An official at Avalon Attractions, which books Irvine Meadows shows and also booked the three concerts at Anaheim Stadium in 1987, said pop fans will probably see a return visit by Pink Floyd next summer, possibly in Orange County--which would indicate Anaheim Stadium.
Irvine Meadows will again attempt to provide "a little something for everyone," Avalon Vice President Steve Rennie said, and he confirmed dates with George Michael, the Oak Ridge Boys and the Grateful Dead. In addition, because the Pacific Symphony's first pops concert at Irvine Meadows went over successfully last August, the Santa Ana-based orchestra will be back for five more pops concerts this summer.
Officials at the Pacific Amphitheatre were not available this week to evaluate the outlook at that facility in the coming year.
The Coach House shows no signs of letting loose of its hold on the title of the county's premiere concert club. January and February bookings include B.B. King, Jr. Walker & the All-Stars, Social Distortion, the prestigious Antone's West touring show from Texas with many blues performers, Joe Ely, Nina Hagen, Sonny Rollins, The Mission U.K. and Pieces of a Dream.
Likewise, the 2,500-seat Celebrity Theatre's preliminary 1988 lineup maintains a healthy diversity among pop, country, R&B and comedy with George Carlin, the Robert Cray Band, Lee Ritenour, Kenny Rogers, Merle Haggard and a bill featuring the Manhattans, Chi-Lites and Dramatics.
The only hints of changes on the local clubs scene are from the indefatigable Sam Lanni, former owner of Safari Sam's. Despite bureaucratic brick walls in many cities where he has tried to open a new nightclub-contemporary culture center, Lanni is still plugging away. Expect to see him active in the coming year.
Otherwise, in the foreseeable future it looks like the responsibility for booking local bands will remain with Big John's in Anaheim and Night Moves in Huntington Beach.
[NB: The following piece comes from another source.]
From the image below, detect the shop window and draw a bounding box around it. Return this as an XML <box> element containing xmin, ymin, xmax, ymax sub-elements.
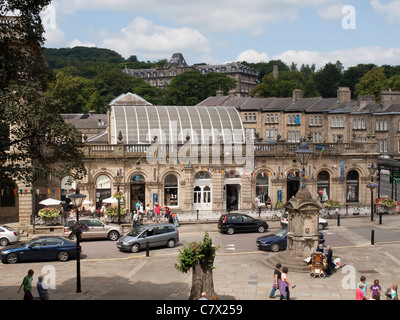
<box><xmin>346</xmin><ymin>170</ymin><xmax>359</xmax><ymax>202</ymax></box>
<box><xmin>164</xmin><ymin>174</ymin><xmax>178</xmax><ymax>206</ymax></box>
<box><xmin>317</xmin><ymin>171</ymin><xmax>330</xmax><ymax>203</ymax></box>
In the next few weeks, Big John's will be bringing in the Meat Puppets, the Joneses, Ann DeJarnett, 3-D Picnic and the Screamin' Sirens.
Disc jockey Gary Tesch recently took over bookings at Night Moves but has retained the approach of previous booking agent Paul Sanders. In 1988, expect more of the likes of the Vandals, T.S.O.L., Tender Fury, the Crowd and other hard-edged Southland bands.
Finally, Johnny Cash's concert Jan. 19 at the Orange County Performing Arts Center suggests that center officials are beginning to follow through on the promise to offer some pop and country shows, in addition to the main diet of classical music and dance events. That show is produced by an outside promoter--not the center itself--but the willingness to open the $73-million facility to a wider range of performance is a good sign.